Türkiye ekonomisinde son yıllarda, özellikle salgın sürecinde yaşananlar, döviz kurlarındaki ani yükselişler ve TL’deki aşırı değer kaybı, enflasyonun çift hanelerin üzerinde seyretmesi vb. gibi nedenler, tüm kamu emekçileri gibi, eğitim ve bilim emekçilerinin de çalışma ve yaşam koşullarını ciddi anlamda olumsuz etkilemeyi sürdürmektedir.
Kamu emekçilerinin ortak ekonomik, sosyal, demokratik, özlük ve mesleki hak ve çıkarlarının tümünü kapsaması gereken kamu emekçilerinin toplu sözleşme sürecinin tarihi ve çerçevesi önceden iktidar tarafından belirlenen mali ve sosyal haklara indirgenmesi doğru değildir. Bütün sınırlılıklarına ve eksikliklerine rağmen toplu sözleşme süreci, başta ekonomik sorunlarımız olmak üzere, çalışma ve yaşam koşullarımızı etkilemesi açısından önemlidir.
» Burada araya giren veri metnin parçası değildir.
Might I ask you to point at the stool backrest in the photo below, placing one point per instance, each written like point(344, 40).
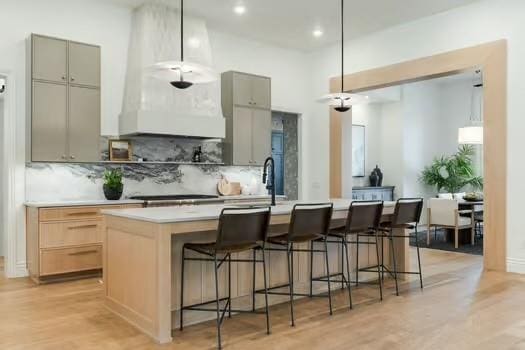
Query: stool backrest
point(407, 211)
point(364, 216)
point(238, 226)
point(310, 219)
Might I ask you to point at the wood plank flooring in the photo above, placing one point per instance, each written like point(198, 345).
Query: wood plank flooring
point(460, 308)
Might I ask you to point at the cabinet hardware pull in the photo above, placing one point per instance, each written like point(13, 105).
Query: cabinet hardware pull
point(84, 213)
point(84, 252)
point(81, 226)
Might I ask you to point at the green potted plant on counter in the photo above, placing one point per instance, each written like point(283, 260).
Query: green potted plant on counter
point(454, 172)
point(113, 185)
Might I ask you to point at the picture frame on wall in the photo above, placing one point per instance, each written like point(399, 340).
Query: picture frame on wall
point(358, 151)
point(120, 151)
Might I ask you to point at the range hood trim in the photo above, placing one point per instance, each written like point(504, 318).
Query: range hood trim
point(165, 123)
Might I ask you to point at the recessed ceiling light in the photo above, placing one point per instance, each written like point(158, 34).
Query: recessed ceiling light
point(317, 33)
point(194, 43)
point(239, 9)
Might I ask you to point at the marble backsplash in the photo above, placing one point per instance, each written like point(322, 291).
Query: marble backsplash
point(83, 181)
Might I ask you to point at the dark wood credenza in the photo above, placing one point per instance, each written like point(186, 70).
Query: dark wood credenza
point(367, 193)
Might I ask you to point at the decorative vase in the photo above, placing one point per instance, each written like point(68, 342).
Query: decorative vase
point(374, 179)
point(379, 175)
point(113, 193)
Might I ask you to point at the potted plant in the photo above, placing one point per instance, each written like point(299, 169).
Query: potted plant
point(454, 172)
point(113, 185)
6. dönem görüşmelerinde kamu emekçilerinin acil çözüm bekleyen sorunları arasında yer alan ekonomik krizden kaynaklı kayıpların karşılanması, 3600 ek gösterge, hukuksuz KHK ihraçlarının görevlerine iadesi, sözleşmeli-ücretli öğretmenlik, mülakat sorunu, güvenlik soruşturmaları ve arşiv araştırması adı altındaki fişlemelere son verilmesi, adil vergi düzenlemesi, ek ödemelerin emekliliğe yansıtılması, giyecek, yiyecek, çocuk, doğum, kira vb. temel yardımlar, güvencesiz istihdama son verilmesi, ücretsiz kreş vb. gibi temel talepler bu dönem de öncelikli taleplerimiz arasında yer almayı sürdürmektedir.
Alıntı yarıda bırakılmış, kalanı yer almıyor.